The state agency moved quickly after getting the final approval for the extensive project which, when completed, will be the eighth and largest pike killing project to-date in the state. It will take four years and more than $1 million in both state and grant funding, but if the plan succeeds, the Soldotna Creek Drainage should be free of northern pike by 2018.
As dozens of personnel in bright yellow hazardous materials suits crossed East Mackey lake on Wednesday, Area Management Biologist Robert Begich and Assistant Area Management Biologist Jason Pawluk sat in a boat netting dead pike that floated to the surface.
“We’ve not picked up any other kind of fish,” Begich said.
The rotenone is being applied in two forms, powder and liquid. Both compounds have to be mixed with the lake water, as the chemical is not very water soluble, before they’re applied. Several boats on the lake apply the poison and then run through the surrounding waters to help mix the poison deeper into the water column.
As the rotenone spread through the lake, the occasional white-bellied fish floated to the surface, its body no longer able to process oxygen.
The poison, rotenone, penetrates the fish’s body at a cellular level and makes it impossible for the fish to use oxygen it takes in, according to the Oregon Department of Fish and Wildlife.
It isn’t just fish that are affected by the rotenone however, it’s any invertebrate. Invertebrates are animals that lack any internal or external bone skeleton. They vast majority of animal species on the planet are invertebrates and some of them, like insects, fall squarely into the category of fish food.
“Invertebrates are one of the groups that’s hardest hit, particularly plankton,” said Fish and Game biologist Krissy Dunker, during a recent presentation to the Alaska Board of Fisheries. “Their populations can take between one and two years to fully recover.”
Fish and Game researchers spent time studying the affects of the poison on invertebrate populations as part of the permitting process for the project.
“We needed to ensure that there’s food and forage available for the fish that we’re putting back in (to the water),” Dunker told the board.
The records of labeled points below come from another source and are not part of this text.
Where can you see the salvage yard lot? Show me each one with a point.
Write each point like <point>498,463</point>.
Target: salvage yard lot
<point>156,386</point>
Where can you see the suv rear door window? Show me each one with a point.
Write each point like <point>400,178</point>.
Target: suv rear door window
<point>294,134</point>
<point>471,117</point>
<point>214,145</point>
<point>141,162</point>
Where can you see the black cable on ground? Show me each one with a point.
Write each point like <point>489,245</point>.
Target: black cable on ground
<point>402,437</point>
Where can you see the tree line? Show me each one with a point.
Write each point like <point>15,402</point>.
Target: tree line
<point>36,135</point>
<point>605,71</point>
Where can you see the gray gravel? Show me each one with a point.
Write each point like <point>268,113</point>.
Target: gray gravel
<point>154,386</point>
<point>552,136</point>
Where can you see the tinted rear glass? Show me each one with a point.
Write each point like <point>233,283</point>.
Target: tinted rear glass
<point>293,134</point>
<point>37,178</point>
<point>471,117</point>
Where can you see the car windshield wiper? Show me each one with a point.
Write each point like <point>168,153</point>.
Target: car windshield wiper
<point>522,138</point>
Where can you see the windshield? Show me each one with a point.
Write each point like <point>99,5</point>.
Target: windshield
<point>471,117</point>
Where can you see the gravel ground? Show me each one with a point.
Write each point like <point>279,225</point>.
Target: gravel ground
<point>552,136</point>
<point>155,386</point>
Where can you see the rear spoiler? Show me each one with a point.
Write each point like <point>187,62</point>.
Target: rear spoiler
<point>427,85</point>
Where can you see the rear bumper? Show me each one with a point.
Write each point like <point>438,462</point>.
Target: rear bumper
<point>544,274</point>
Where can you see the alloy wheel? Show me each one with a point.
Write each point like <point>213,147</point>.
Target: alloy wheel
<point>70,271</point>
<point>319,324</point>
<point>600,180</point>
Some results were encouraging, she said.
“We did see, at Scout Lake, one year following the treatment … we immediately that spring found tadpoles swimming in Scout Lake and it looked like the loons were feeding on them. We weren’t sure how that was going to play out, but we were encouraged by that.”
Pawluk and Begich zipped around the lake in an aluminum boat, netting the fish as fast as they appeared in an effort to keep the smell of rotting fish to a minimum. There are large houses dotting the shorelines of three of the four lakes Fish and Game treated this year.
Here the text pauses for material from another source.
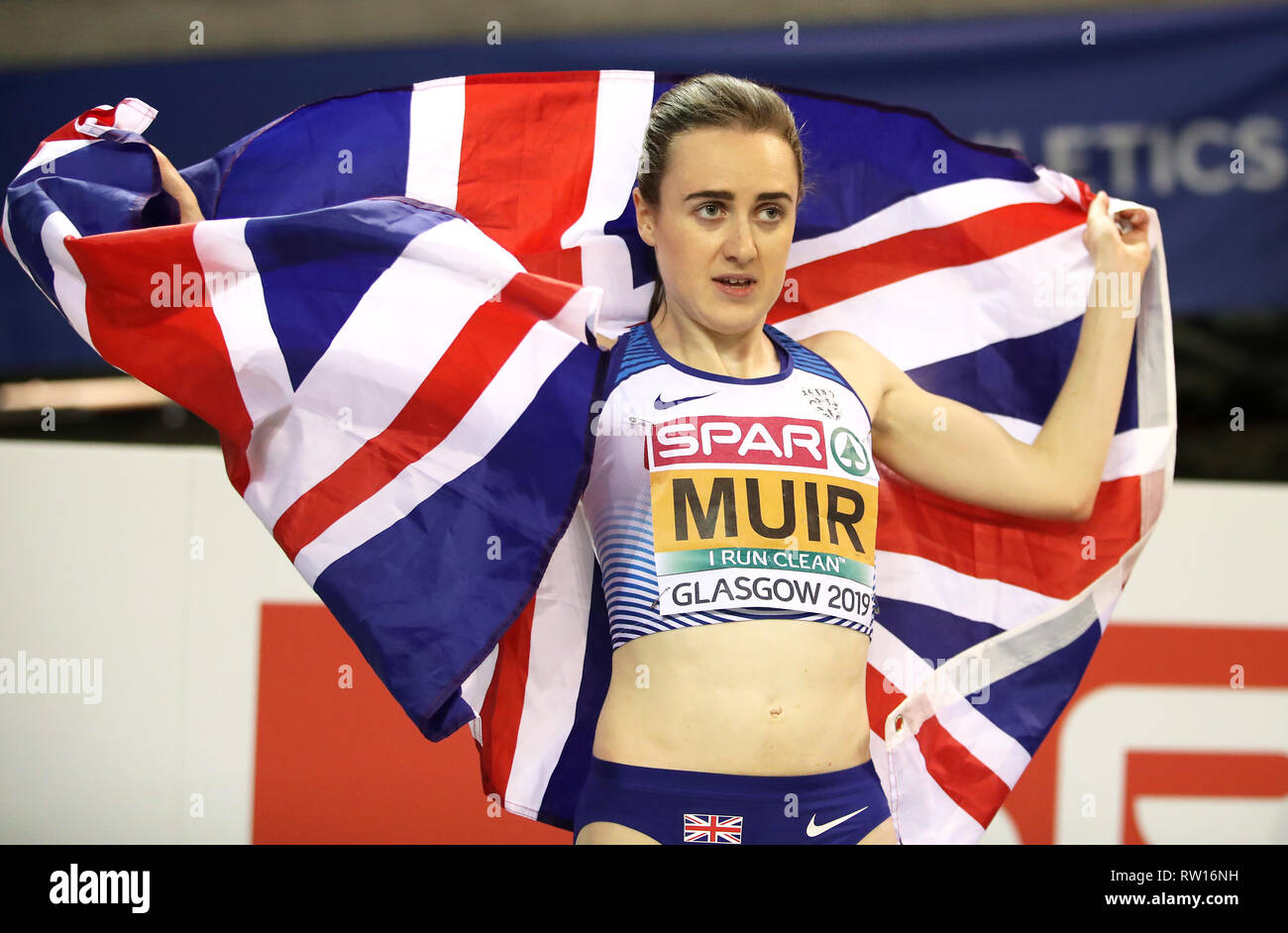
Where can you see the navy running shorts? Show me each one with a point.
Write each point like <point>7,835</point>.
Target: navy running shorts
<point>836,807</point>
“We told people we would do that,” Begich said.
In addition to removing dead fish from the water, Fish and Game will also be monitoring the drinking water near Soldotna Creek, though Dunker said the poison penetrates the soil to about 1 inch and isn’t a concern for nearby wells.
“The primary health concern is actually to the people who are applying the rotenone,” Dunker said.
In addition to applying the poison to East and West Mackey Lakes, Derks Lake and Union Lake this year, Fish and Game staff will monitor the degradation of the poison and continue netting underneath the winter ice, though no fish other than the northern pike are believed to be present in the lakes anymore.
After biologists are sure the lakes are free of rotenone and invasive fish, they’ll move onto the next phase of the project, which is to begin rounding up native fish from the mainstem of Soldotna Creek, Tree Lake and Savena Lake. As researchers catch the Dolly Varden, steelhead, rainbow trout, lamprey, round white fish, salmon, stickleback and slimy sculpin still left in the Soldotna Creek drainage, they’ll transfer the fish into the four lakes being treated this year.
“This will begin the process of restoring fish populations to the drainage,” said Fish and Game Regional Supervisor Tom Vania during a recent presentation to the Alaska Board of Fisheries.
Then, in 2017, Fish and Game plans to treat the majority of Soldotna Creek and the two remaining lakes known to contain northern pike.
“Some native fish will be killed in this section,” Vania said.
Once the final treatment of rotenone has been applied, Fish and Game plans to breach a barrier between Derks Lake and the rest of the Soldotna Creek drainage, allowing the transplanted native fish back into the mainstem of Soldotna Creek and, eventually restoring the native fish populations of the entire drainage.